By Sam Nusey
TOKYO (Reuters) – The CEO of ChatGPT maker OpenAI said on Monday that a tour of capitals had left him “quite optimistic” about the prospects for global coordination on artificial intelligence (AI).
The startup’s public face, backed by Microsoft Corp, has embarked on a whirlwind tour to capitalize on interest in generative AI and exert influence over regulation of the burgeoning technology.
“I came to the trip…skeptical of the near-term possibility of getting global cooperation to reduce existential risk, but I’m now ending the trip feeling pretty optimistic we can do it,” Sam Altman said. students in Tokyo.
Regulators are scrambling to adapt existing rules and create new guidelines to govern the use of generative AI, which can create text and images and is generating excitement and fear about its potential to reshape a wide range of industries.
The European Union is moving forward with its AI bill, which is expected to become law this year, while the United States is looking at adapting existing laws for AI rather than creating it of new legislation.

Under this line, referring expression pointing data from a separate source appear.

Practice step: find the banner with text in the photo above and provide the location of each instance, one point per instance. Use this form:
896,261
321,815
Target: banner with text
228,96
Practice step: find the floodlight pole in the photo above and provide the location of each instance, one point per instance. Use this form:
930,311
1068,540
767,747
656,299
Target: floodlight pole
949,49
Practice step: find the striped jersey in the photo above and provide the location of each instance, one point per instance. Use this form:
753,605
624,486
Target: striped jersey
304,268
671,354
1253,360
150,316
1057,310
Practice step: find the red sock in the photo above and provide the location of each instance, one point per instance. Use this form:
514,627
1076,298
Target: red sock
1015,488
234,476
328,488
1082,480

Altman visited Japan in April, meeting Prime Minister Fumio Kishida and saying he was considering opening an office in the country.
“All the conversations have progressed pretty well,” Altman said Monday, without providing details.
Japan is seen as a laggard in the kinds of AI services that consumers are currently excited about, even as its manufacturing heavyweights are investing in automation technology.
“There’s a long history of humans and machines working together here,” Altman said.